The Fifteenth Amendment to the U.S. Constitution, as ratified on February 3, 1870, proudly declares that citizens’ voting rights shall not be denied or abridged due to race, color, or previous condition of servitude.
We must now ask how said wording might appear to mean from a 21st century schoolchild’s viewpoint. We can’t help but feel that his or her understanding would be that every American citizen could head straight to the polls on all election days thereafter.
Well, Kids, ‘tain’t so. The teacher will have to mark your answer wrong in this particular case.
Considering the era in which this amendment became law, the obvious implication at the time was that such right would continue to be restricted to members of the unfair sex only, be their skin white, black, red, brown, blue, or green.
Actually, doesn’t it sound a bit preposterous that no necessity whatsoever called for the words male citizens, rather than just citizens? Talk about chauvinism!
So how did our latter 19th century ladies react in combating this effrontery?
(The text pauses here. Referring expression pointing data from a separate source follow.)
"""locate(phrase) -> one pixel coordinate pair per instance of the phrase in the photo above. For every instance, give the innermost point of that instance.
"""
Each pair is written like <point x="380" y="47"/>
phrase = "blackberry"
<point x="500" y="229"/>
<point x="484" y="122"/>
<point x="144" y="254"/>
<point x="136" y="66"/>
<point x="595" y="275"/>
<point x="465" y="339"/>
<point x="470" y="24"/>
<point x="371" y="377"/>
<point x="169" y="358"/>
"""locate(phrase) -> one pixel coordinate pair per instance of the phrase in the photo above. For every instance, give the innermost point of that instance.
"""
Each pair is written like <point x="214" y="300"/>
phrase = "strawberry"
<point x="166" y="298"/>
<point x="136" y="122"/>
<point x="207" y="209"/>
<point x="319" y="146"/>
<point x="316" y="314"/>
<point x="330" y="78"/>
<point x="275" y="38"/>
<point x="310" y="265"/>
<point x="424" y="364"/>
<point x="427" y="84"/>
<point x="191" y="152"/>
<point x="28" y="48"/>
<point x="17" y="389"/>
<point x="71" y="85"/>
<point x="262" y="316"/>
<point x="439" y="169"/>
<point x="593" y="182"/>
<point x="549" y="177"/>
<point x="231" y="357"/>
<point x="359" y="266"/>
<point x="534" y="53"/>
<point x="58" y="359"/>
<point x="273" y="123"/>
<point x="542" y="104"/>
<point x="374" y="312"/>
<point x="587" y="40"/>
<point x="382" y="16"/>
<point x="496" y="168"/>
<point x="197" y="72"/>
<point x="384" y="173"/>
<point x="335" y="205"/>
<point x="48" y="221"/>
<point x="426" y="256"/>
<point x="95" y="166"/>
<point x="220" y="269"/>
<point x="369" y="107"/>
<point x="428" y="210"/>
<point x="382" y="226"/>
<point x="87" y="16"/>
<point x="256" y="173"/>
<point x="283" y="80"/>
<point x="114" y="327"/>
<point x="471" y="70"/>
Were there protest marches down New York’s Fifth Avenue, fiery speeches from soapboxes across the land, or armies of female pickets outside the White House? As far as we can determine, no such endeavors were undertaken. Having been formally deprived of such right by every state since 1807, our womenfolk knew their place, and continued to content themselves at the spinning wheel and in the kitchen, while tending to a nursery filled with youngsters. Otherwise, they may have been subject to victimization by tar and feathers, or maybe even a horsewhip.
It took another 50 (count ‘em) 50 years before voting privileges were extended to the distaff side, and only after a lengthy and tedious bout with all those stuffy hidebound men running the show, as had been the practice for countless millennia.
Our sole remaining question is why did it take so much blooming time for a leading world nationality, not to mention the entire human race, to resolve what we view today as an utterly logical issue?